Origine et histoire du Camp de Péran
Le camp de Péran, situé à Plédran dans les Côtes-d'Armor, est un site archéologique majeur couvrant plusieurs périodes, de l'époque gauloise au Moyen Âge. Ses fortifications, partiellement vitrifiées par un incendie, en font un exemple rare d'architecture défensive protohistorique.
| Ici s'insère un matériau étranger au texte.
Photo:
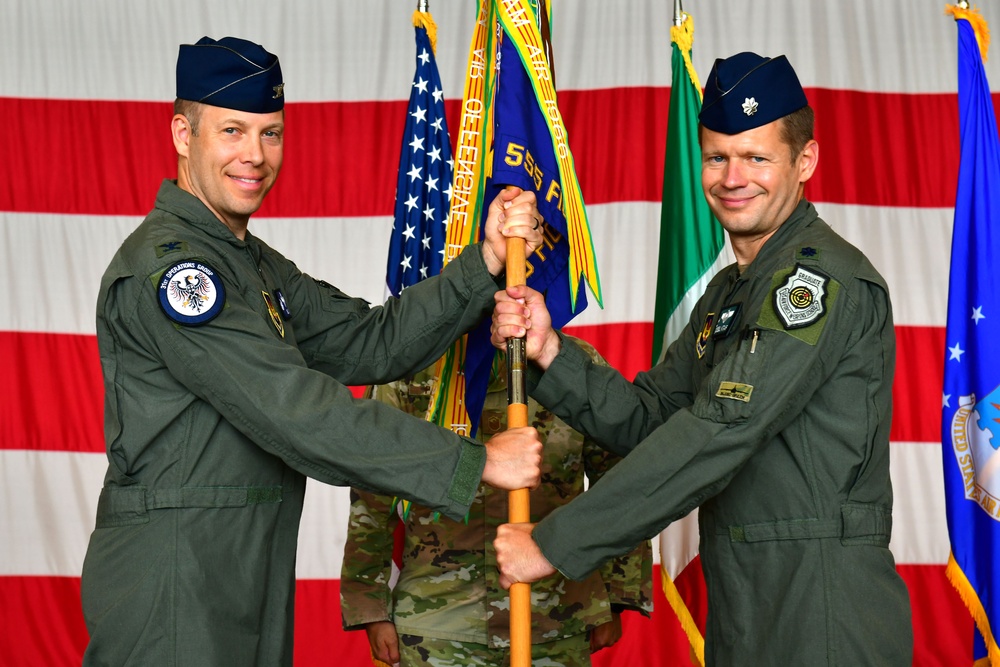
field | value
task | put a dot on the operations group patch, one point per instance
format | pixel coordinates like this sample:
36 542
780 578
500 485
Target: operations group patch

Le site, classé monument historique en 1875, a été étudié dès le XIXe siècle, avec des fouilles révélant des traces d'occupation gauloise, romaine et viking.
Les premières mentions du site remontent au début du XIXe siècle, sous le nom de Pierres Brûlées. Entre 1820 et 1866, des érudits locaux comme A. Maudet de Penhouët et J. Geslin de Bourgogne y mènent des sondages, mais leurs résultats restent inédits. En 1861, Eugène Viollet-le-Duc émet l'hypothèse que les fortifications datent d'après l'époque romaine, contredisant l'idée d'un oppidum gaulois transformé en fort romain. La découverte d'une voie romaine à proximité (Chemin de Noé) alimente alors les débats sur l'origine du site.
Entre 1983 et 1990, des fouilles bénévoles, puis une campagne dirigée par Jean-Pierre Nicolardot (1991), confirment une occupation continue du site. Les vestiges révèlent quatre phases majeures : gauloise (La Tène), Xe siècle (période viking), XIIIe siècle, et XIXe siècle. Le matériel archéologique, incluant des armes, des outils et un denier viking frappé à York (905–925), atteste d'une présence scandinave. La destruction du rempart, datée par carbone 14 de la première moitié du Xe siècle, coïncide avec les incursions vikings en Bretagne.
Le camp, d'une superficie d'1 hectare, présente cinq structures défensives concentriques : fossés, levées de terre, glacis et un rempart maçonné vitrifié par un incendie violent. L'intérieur abritait des bâtiments domestiques (greniers, silos, écuries) et un puits de 9 m de profondeur. La vitrification des pierres, due à la combustion intense du bois, a valu au site le surnom de château de verre. Bien que l'entrée principale n'ait pas été localisée, le site devait comporter plusieurs accès.
Au XIIIe siècle, un bâtiment pavé de carreaux en terre cuite est construit sur les ruines de l'incendie du Xe siècle, comme en témoignent des monnaies d'Alphonse de Poitiers et du duc Jean Ier de Bretagne. Le folklore local évoque des légendes, comme celle des Moines Rouges cachant un trésor, ou d'un souterrain secret. Aujourd'hui, les artefacts découverts sont conservés au musée de Saint-Brieuc et dans les collections de la DRAC. Le site, propriété conjointe de l'État et de la commune jusqu'en 2008, est désormais géré par le conseil départemental.
Le camp de Péran illustre les échanges culturels en Bretagne durant le haut Moyen Âge, notamment avec les Vikings. Sa postérité inclut une représentation dans la bande dessinée Vikings, Rois des Mers, soulignant son importance patrimoniale et historique.